The television talk show in NDR, NDR Talk Show, was recorded in Onkel Pö, but moved back to the studios because Peter Marxen refused to allow Arno Breker in as a guest.

New Wave Bands such as Talking Heads and the Roundheads performed in Onkel Pö.

==Closure==

In 1979, Marxen left to take over Forsthaus Hessenstein, a restaurant near Lütjenburg. His successor, Holger Jass, changed Onkel Pö from the Corner of Jazz to a Corner of Jazz and Rock. Andreas Kiel was responsible for the programme until Onkel Pö closed at 8 a.m. on 1 January 1986. The restaurant which took over the venue was called Legendär (Legendary), but since 1 November 2006, it is used by the Schweinske chain of restaurants.

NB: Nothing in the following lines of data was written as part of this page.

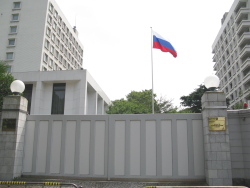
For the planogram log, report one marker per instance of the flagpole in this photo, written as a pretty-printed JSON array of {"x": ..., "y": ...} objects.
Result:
[{"x": 152, "y": 70}]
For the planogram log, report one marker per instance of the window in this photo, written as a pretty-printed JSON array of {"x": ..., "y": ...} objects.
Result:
[
  {"x": 15, "y": 17},
  {"x": 52, "y": 49},
  {"x": 54, "y": 25},
  {"x": 49, "y": 19},
  {"x": 55, "y": 66},
  {"x": 11, "y": 42},
  {"x": 9, "y": 55},
  {"x": 58, "y": 32},
  {"x": 63, "y": 26},
  {"x": 58, "y": 98},
  {"x": 59, "y": 20},
  {"x": 13, "y": 29},
  {"x": 17, "y": 5},
  {"x": 53, "y": 37},
  {"x": 46, "y": 44},
  {"x": 28, "y": 95},
  {"x": 51, "y": 8},
  {"x": 45, "y": 58},
  {"x": 51, "y": 62},
  {"x": 55, "y": 14},
  {"x": 57, "y": 54},
  {"x": 48, "y": 32},
  {"x": 8, "y": 69},
  {"x": 62, "y": 37},
  {"x": 60, "y": 58},
  {"x": 61, "y": 47}
]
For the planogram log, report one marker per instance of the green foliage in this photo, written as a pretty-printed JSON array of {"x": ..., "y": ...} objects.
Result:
[
  {"x": 140, "y": 102},
  {"x": 193, "y": 100},
  {"x": 5, "y": 80}
]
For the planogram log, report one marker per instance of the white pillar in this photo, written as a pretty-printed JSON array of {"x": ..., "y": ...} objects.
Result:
[{"x": 12, "y": 130}]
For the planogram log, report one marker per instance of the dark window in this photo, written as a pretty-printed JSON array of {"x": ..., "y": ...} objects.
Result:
[
  {"x": 58, "y": 98},
  {"x": 28, "y": 94}
]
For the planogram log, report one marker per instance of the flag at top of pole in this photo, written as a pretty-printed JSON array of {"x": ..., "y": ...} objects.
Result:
[{"x": 160, "y": 43}]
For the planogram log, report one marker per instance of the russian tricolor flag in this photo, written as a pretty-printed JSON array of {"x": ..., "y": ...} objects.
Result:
[{"x": 160, "y": 43}]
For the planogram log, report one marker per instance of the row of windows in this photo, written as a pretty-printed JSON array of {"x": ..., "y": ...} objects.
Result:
[
  {"x": 63, "y": 38},
  {"x": 13, "y": 30},
  {"x": 53, "y": 65},
  {"x": 72, "y": 55},
  {"x": 58, "y": 25}
]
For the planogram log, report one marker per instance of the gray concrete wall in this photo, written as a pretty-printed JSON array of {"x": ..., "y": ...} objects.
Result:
[
  {"x": 113, "y": 147},
  {"x": 239, "y": 128}
]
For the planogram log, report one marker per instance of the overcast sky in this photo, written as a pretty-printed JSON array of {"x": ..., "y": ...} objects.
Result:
[{"x": 117, "y": 43}]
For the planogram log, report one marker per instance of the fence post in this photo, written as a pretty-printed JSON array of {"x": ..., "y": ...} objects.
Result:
[
  {"x": 216, "y": 139},
  {"x": 12, "y": 130}
]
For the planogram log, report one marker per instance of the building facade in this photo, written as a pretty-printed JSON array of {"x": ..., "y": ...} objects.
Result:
[
  {"x": 39, "y": 45},
  {"x": 63, "y": 92},
  {"x": 36, "y": 36},
  {"x": 231, "y": 50}
]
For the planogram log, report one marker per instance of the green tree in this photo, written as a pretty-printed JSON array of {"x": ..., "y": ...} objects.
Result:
[
  {"x": 193, "y": 100},
  {"x": 5, "y": 80},
  {"x": 140, "y": 102}
]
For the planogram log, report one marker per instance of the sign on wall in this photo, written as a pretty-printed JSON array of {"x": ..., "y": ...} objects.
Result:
[{"x": 217, "y": 123}]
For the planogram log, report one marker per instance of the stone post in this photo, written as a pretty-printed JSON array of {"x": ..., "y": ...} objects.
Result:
[
  {"x": 216, "y": 143},
  {"x": 12, "y": 128}
]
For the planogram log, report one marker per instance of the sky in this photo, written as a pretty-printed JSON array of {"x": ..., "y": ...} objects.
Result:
[{"x": 116, "y": 36}]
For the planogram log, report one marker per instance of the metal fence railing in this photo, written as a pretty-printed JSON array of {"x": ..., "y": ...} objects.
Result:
[{"x": 24, "y": 183}]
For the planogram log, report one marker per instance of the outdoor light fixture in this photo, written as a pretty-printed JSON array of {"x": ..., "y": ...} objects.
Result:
[
  {"x": 212, "y": 82},
  {"x": 17, "y": 87}
]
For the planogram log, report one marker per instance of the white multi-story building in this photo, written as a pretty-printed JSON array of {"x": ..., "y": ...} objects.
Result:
[
  {"x": 36, "y": 36},
  {"x": 37, "y": 41},
  {"x": 231, "y": 50}
]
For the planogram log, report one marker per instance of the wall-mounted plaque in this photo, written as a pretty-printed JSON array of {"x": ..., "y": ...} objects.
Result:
[
  {"x": 9, "y": 125},
  {"x": 217, "y": 123}
]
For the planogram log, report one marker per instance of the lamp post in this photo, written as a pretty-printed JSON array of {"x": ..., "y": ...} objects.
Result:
[
  {"x": 212, "y": 82},
  {"x": 17, "y": 87}
]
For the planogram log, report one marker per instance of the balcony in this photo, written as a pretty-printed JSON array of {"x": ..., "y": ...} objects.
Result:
[
  {"x": 242, "y": 14},
  {"x": 246, "y": 80},
  {"x": 245, "y": 53},
  {"x": 240, "y": 5},
  {"x": 243, "y": 25},
  {"x": 244, "y": 39},
  {"x": 246, "y": 66}
]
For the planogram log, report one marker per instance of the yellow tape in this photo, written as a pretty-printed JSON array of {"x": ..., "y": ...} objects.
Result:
[
  {"x": 51, "y": 183},
  {"x": 13, "y": 182}
]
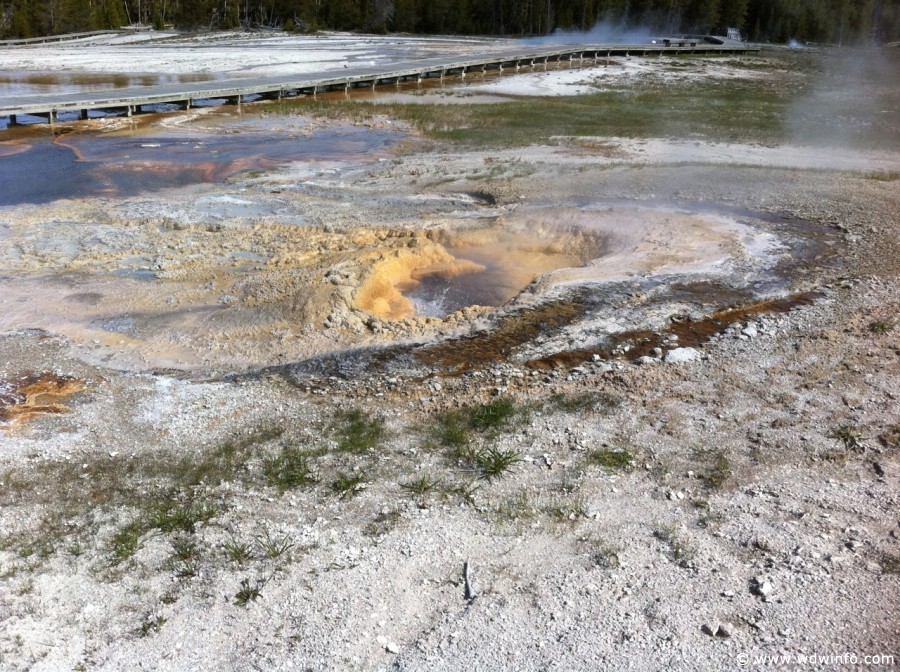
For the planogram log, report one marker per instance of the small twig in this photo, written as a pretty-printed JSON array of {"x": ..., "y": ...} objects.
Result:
[{"x": 469, "y": 592}]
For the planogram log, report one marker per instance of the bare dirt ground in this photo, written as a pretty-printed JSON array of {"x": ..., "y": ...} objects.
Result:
[{"x": 262, "y": 425}]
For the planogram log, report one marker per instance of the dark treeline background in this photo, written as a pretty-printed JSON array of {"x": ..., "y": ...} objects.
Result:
[{"x": 823, "y": 21}]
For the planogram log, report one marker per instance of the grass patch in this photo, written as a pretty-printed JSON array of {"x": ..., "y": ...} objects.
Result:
[
  {"x": 601, "y": 552},
  {"x": 883, "y": 176},
  {"x": 358, "y": 432},
  {"x": 493, "y": 463},
  {"x": 848, "y": 435},
  {"x": 457, "y": 429},
  {"x": 890, "y": 563},
  {"x": 290, "y": 468},
  {"x": 421, "y": 486},
  {"x": 759, "y": 109},
  {"x": 348, "y": 485},
  {"x": 620, "y": 459},
  {"x": 584, "y": 402},
  {"x": 237, "y": 551},
  {"x": 125, "y": 542},
  {"x": 182, "y": 517},
  {"x": 185, "y": 557},
  {"x": 274, "y": 547},
  {"x": 681, "y": 552},
  {"x": 249, "y": 591}
]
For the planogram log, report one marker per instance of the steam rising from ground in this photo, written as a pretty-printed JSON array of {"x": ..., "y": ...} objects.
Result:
[
  {"x": 603, "y": 33},
  {"x": 854, "y": 101}
]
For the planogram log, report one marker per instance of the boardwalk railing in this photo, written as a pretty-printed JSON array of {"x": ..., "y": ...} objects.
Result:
[{"x": 132, "y": 100}]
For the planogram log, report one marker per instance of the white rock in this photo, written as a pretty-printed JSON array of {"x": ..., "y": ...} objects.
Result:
[{"x": 682, "y": 355}]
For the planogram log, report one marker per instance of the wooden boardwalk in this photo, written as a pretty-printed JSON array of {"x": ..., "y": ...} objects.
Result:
[{"x": 131, "y": 100}]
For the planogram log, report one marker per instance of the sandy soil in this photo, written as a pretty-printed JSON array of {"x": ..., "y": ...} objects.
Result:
[{"x": 693, "y": 483}]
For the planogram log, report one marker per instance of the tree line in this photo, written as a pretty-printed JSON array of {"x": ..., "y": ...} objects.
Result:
[{"x": 820, "y": 21}]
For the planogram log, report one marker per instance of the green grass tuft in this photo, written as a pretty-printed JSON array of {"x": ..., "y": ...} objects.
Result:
[
  {"x": 848, "y": 435},
  {"x": 492, "y": 463},
  {"x": 358, "y": 432},
  {"x": 290, "y": 468},
  {"x": 347, "y": 486},
  {"x": 248, "y": 592}
]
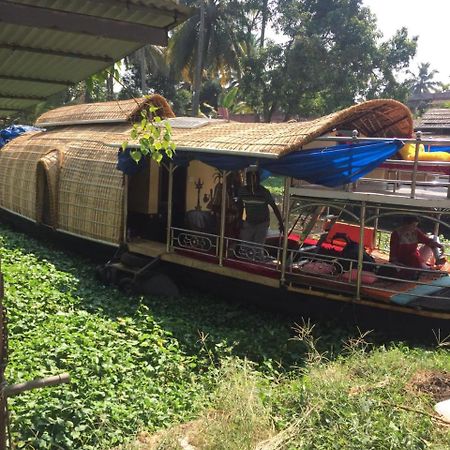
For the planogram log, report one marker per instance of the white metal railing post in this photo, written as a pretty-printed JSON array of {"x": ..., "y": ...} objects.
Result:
[
  {"x": 362, "y": 225},
  {"x": 286, "y": 210},
  {"x": 223, "y": 211},
  {"x": 169, "y": 206},
  {"x": 416, "y": 164}
]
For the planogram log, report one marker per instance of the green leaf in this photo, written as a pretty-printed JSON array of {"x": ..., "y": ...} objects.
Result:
[{"x": 136, "y": 155}]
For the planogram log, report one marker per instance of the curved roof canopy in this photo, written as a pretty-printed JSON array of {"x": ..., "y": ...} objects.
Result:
[
  {"x": 373, "y": 118},
  {"x": 47, "y": 45}
]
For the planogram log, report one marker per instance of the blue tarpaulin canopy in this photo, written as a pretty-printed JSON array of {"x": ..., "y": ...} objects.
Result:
[{"x": 329, "y": 166}]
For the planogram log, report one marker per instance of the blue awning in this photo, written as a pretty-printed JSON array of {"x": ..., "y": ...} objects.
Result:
[{"x": 328, "y": 166}]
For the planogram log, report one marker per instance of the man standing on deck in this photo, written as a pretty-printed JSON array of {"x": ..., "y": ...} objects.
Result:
[{"x": 255, "y": 199}]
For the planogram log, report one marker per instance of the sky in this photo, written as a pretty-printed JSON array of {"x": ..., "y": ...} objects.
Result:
[{"x": 428, "y": 19}]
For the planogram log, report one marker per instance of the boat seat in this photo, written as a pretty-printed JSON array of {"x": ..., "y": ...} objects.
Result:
[{"x": 336, "y": 240}]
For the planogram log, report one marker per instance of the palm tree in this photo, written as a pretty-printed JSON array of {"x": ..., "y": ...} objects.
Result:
[
  {"x": 423, "y": 82},
  {"x": 150, "y": 59},
  {"x": 221, "y": 50}
]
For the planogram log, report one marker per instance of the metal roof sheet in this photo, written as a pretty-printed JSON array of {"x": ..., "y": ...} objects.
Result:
[{"x": 46, "y": 45}]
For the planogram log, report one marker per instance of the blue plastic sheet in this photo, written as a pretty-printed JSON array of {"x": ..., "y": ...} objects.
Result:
[
  {"x": 330, "y": 166},
  {"x": 10, "y": 133}
]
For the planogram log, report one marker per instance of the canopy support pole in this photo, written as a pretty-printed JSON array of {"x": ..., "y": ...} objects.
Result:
[
  {"x": 416, "y": 164},
  {"x": 125, "y": 209},
  {"x": 375, "y": 226},
  {"x": 362, "y": 225},
  {"x": 223, "y": 211},
  {"x": 171, "y": 169},
  {"x": 286, "y": 210}
]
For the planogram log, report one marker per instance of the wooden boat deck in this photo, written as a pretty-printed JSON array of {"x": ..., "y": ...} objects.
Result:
[{"x": 377, "y": 295}]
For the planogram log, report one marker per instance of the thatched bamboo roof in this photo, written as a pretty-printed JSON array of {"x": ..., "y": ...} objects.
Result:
[
  {"x": 375, "y": 118},
  {"x": 66, "y": 176},
  {"x": 106, "y": 112}
]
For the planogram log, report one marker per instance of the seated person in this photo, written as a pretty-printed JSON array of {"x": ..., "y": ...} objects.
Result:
[{"x": 404, "y": 245}]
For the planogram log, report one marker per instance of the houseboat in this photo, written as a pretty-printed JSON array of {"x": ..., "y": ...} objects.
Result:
[{"x": 345, "y": 190}]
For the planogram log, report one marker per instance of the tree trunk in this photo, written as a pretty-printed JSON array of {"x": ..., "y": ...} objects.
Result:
[
  {"x": 143, "y": 70},
  {"x": 110, "y": 85},
  {"x": 199, "y": 66}
]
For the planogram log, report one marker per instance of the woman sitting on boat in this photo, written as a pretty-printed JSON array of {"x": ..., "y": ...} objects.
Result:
[{"x": 404, "y": 245}]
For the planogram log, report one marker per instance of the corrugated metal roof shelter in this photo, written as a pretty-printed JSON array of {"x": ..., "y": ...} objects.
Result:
[
  {"x": 47, "y": 45},
  {"x": 435, "y": 120}
]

Bernd Cordua tried without much success to open various venues with the name Onkel Pö.

==Cultural references==
The German singer Udo Lindenberg mentioned the venue in his album Alles klar auf der Andrea Doria with the lines Im Onkel Pö spielt ´ne Rentnerband seit zwanzig Jahren Dixieland... in the song Alles klar auf der Andrea Doria.

British singer Tom Robinson mentions this establishment in his song "Atmospherics: Listen to the Radio", which was covered by Toronto's Pukka Orchestra on their self-titled debut album.

A 60-minute documentary film Eppendorf’s Cavern – The Legendary Onkel Pö (original German title Die Höhle von Eppendorf - Das legendäre Onkel Pö) was directed by Oliver Schwabe and featured in the Filmfest Hamburg in 2016.